Worked example: private Telegram assistant
You configure one Telegram bot for yourself and keep the default single-user session. The workspace contains operating rules and a short user profile.
Before adding a second user, you change the DM scope to per-channel-peer. Each sender now gets a separate session key. You verify channel health independently, then send synthetic messages from both test identities.
Only after isolation works do you add a calendar skill. You inspect the skill and keep event creation behind approval.
Failure modes
| Failure | What happened | Repair |
|---|---|---|
| Two users share context | DM scope stayed on main | Use per-channel-peer and clean stale rows carefully |
| Agent forgets a decision | It never reached memory | Write a short reviewed entry |
| Memory crowds the prompt | MEMORY.md became a transcript | Split daily notes and prune durable memory |
| Channel looks dead | Session list was used as a health check | Probe the channel or run deep status |
| Skill passes a scanner but acts wrong | Trust was confused with fit | Read and test the behavior in isolation |
| Gateway has broad host access | Tools run outside a sandbox | Narrow tools and use sandbox controls |
When not to use OpenClaw
- You want a terminal-first coding session with no messaging gateway
- A managed task surface already covers the workflow
- You cannot isolate multiple users or protect workspace memory
- You only need one short chat
- You are not ready to operate a daemon, channels, and updates
A persistent assistant creates persistent maintenance.

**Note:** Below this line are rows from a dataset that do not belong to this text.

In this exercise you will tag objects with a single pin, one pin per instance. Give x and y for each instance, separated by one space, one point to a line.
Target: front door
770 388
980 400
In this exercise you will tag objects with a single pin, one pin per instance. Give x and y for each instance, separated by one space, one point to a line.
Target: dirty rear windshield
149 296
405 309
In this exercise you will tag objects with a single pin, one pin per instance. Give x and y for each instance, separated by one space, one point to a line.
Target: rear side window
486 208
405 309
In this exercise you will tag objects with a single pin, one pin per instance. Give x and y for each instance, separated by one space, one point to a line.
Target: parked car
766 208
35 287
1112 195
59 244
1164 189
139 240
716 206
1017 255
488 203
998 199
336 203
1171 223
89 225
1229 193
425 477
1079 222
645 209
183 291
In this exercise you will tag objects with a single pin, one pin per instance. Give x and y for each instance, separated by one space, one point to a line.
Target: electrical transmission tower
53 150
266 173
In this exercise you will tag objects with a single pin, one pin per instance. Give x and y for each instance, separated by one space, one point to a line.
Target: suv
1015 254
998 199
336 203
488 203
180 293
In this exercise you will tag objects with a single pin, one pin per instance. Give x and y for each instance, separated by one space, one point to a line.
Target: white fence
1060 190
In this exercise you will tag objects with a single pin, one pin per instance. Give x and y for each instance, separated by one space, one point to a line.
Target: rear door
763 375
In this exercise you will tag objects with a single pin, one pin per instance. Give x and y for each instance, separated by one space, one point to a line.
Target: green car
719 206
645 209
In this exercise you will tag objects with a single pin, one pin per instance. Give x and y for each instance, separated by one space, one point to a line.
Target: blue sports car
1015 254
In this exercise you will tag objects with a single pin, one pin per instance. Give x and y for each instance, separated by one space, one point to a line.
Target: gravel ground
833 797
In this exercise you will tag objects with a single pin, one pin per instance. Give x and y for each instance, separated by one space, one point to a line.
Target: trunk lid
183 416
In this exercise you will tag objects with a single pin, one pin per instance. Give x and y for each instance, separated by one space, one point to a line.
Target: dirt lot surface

Sources and related guides
- OpenClaw getting started
- OpenClaw session management
- OpenClaw memory
- OpenClaw skills
- Hermes Agent vs OpenClaw vs Claude Cowork
- Agent OS for solo developers
Bottom line
OpenClaw becomes useful when the Gateway, workspace, sessions, and memory have separate jobs.
Your next action: apply the OpenClaw Safe Start Pack before connecting a second person or installing a community skill.